Costs now, costs later, law who knows when?

In yesterday’s Sunday Times Andrew Sullivan expressed the wish he shares with plenty of other people that Congress should go against the President on the question of a military strike in Syria. He (Andrew) devoutly hopes (£) that Obama loses the vote in Congress. His reasons are at once familiar by now and compelling. As he writes with reference to the so-called ‘Iraq syndrome’:

It is not a “syndrome” to look both ways before you cross the street when you’ve already been run over by a truck twice in the past 10 years.

Over and above that, there are other important matters on Obama’s domestic agenda – Obamacare, immigration reform – so why ‘on earth’ is he contemplating military action at all? Andrew’s answer:

Obama feels strongly – and always has – about the unpunished mass murder of innocents. He read Samantha Power, the new US ambassador to the United Nations, on genocide a long time ago and is pulled in her direction… And the logic of enforcing an international red line against the poison-gassing of scores of children is obviously a powerful one.

But when all is said and done, apart from the many reasons advising caution, the consideration of democracy clinches it for him: ‘If we are truly committed to democracy, the people should count. It is something of a democratic revolution in Britain and America that this time they will.’

I can’t quarrel with Andrew’s reasons against.
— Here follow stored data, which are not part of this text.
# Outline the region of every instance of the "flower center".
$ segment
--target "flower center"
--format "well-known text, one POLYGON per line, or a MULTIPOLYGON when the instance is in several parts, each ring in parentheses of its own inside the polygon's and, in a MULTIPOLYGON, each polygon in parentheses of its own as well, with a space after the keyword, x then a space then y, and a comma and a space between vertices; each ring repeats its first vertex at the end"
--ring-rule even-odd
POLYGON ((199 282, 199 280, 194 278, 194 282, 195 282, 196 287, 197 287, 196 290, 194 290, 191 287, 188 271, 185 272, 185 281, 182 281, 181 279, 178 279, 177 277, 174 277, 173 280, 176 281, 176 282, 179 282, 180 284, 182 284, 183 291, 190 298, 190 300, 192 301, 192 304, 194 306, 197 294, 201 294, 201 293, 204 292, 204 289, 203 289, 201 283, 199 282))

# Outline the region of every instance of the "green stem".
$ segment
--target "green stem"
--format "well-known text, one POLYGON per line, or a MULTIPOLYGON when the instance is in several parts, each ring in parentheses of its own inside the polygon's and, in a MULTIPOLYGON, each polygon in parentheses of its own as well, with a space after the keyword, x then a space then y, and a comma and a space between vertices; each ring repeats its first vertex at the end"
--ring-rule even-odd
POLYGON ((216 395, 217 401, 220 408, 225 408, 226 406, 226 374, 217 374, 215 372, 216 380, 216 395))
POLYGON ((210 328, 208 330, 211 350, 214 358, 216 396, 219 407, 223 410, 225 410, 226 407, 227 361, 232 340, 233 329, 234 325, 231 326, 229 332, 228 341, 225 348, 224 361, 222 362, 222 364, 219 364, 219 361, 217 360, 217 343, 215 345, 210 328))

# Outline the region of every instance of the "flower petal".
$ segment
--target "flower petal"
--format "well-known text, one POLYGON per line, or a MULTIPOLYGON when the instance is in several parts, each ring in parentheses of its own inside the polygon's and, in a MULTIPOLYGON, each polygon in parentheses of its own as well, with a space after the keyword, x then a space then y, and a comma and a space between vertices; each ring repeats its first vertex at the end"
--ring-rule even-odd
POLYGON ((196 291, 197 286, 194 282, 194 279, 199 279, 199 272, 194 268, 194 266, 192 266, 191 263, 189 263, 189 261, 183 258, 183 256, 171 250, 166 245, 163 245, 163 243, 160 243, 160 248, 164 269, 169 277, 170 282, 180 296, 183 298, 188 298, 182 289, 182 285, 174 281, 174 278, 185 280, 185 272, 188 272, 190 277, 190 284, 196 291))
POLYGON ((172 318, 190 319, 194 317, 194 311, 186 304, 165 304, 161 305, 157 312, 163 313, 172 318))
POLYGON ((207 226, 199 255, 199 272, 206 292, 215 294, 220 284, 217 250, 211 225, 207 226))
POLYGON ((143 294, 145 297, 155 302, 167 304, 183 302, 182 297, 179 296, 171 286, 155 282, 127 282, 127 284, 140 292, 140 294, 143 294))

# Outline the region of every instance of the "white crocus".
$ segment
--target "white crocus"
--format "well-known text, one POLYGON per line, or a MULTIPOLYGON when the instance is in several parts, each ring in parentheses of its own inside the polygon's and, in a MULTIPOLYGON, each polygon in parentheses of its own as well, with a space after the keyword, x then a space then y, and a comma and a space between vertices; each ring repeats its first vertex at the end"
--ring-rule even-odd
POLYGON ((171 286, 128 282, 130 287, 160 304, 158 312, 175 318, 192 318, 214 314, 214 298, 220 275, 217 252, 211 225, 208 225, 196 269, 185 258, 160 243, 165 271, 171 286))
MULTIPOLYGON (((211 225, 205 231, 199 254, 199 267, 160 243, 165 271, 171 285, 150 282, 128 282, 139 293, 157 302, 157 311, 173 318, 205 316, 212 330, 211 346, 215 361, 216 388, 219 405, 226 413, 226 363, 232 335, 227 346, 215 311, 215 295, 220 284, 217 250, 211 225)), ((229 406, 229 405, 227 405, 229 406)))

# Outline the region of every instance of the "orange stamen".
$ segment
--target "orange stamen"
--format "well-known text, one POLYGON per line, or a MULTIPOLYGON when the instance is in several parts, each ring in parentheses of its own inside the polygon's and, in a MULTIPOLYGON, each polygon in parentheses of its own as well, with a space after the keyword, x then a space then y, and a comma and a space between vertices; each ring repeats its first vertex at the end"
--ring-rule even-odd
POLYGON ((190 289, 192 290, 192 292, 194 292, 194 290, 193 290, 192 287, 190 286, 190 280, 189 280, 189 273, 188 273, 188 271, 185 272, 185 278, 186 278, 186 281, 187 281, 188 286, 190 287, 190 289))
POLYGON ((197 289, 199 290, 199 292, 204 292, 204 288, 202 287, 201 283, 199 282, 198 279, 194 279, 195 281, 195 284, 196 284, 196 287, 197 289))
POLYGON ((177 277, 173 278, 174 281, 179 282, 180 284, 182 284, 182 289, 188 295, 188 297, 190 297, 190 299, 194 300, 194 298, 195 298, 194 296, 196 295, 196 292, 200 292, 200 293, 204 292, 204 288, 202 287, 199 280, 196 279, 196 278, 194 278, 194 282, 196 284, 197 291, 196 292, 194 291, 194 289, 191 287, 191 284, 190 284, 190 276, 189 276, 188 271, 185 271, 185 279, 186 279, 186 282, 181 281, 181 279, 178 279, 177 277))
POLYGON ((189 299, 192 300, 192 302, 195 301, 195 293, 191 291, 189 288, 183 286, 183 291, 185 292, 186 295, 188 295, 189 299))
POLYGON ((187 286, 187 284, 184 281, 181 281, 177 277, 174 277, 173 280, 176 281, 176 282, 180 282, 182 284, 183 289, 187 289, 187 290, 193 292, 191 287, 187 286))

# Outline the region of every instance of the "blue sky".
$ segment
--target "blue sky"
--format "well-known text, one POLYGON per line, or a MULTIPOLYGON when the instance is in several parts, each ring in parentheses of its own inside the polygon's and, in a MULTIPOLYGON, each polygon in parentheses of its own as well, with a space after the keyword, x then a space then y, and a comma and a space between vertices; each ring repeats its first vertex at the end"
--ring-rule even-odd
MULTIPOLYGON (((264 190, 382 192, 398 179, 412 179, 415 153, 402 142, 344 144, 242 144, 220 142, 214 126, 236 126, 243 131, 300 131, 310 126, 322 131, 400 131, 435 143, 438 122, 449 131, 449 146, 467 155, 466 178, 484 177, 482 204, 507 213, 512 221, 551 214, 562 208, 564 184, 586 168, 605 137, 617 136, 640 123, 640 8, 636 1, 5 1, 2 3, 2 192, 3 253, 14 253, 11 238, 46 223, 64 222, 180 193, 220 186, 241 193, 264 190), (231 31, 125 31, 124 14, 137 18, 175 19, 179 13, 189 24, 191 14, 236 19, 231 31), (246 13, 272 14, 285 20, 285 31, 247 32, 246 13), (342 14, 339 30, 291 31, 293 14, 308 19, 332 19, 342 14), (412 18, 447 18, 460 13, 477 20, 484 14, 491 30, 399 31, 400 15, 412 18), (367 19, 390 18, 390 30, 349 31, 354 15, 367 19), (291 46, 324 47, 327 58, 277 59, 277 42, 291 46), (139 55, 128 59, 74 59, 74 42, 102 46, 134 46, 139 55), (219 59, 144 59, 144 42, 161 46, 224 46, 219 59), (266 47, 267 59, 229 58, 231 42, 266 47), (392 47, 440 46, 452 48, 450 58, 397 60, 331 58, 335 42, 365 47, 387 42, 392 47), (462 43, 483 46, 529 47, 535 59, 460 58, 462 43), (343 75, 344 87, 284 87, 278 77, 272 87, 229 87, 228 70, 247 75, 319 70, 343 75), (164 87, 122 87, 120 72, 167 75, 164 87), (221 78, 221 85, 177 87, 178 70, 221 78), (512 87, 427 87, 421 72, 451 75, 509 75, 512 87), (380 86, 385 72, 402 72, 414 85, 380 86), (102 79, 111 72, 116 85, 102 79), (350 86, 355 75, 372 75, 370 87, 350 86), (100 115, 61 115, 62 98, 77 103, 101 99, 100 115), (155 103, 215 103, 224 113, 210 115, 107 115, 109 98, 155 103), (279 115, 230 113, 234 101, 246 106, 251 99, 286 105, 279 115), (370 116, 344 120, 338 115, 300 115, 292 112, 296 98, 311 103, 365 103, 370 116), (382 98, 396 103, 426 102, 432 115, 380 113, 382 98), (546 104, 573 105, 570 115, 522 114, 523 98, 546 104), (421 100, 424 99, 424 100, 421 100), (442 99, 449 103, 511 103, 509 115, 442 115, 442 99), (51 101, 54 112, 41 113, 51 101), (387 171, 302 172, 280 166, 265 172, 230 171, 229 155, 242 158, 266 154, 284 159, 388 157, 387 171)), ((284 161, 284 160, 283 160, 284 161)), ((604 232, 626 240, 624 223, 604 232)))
In a series of posts during the last fortnight, as well as in some before that (1, 2, 3, 4, 5, 6, 7), I have tried to give weight to both sides of the present dilemma: the dangers and potential costs of Western intervention in an already volatile situation; and the concern about the humanitarian norms of international law being set at naught.

My reservation about Andrew’s conclusion is that, having mentioned this last consideration as being a powerful one, he finishes by ignoring the way in which the people’s democratic will in America and Britain could now lead to precisely that result – setting these humanitarian norms at naught. Present and proximate costs might tell more heavily in the democratic vote than the costs that could be incurred later if Assad’s regime is allowed to get away with murder. Who is to be the guarantor of international humanitarian law? The UN is supposed to play this role but often fails in it. If a concert of democratic nations does not step forward, if the electorates of these countries come to believe that turning their backs on others under tyranny and lethal assault is the prudent course, this could generate serious further costs down the line, constituting a huge setback to the development of international law.

I cannot resolve the dilemma, but we should be fully aware of what is at stake on both sides of it.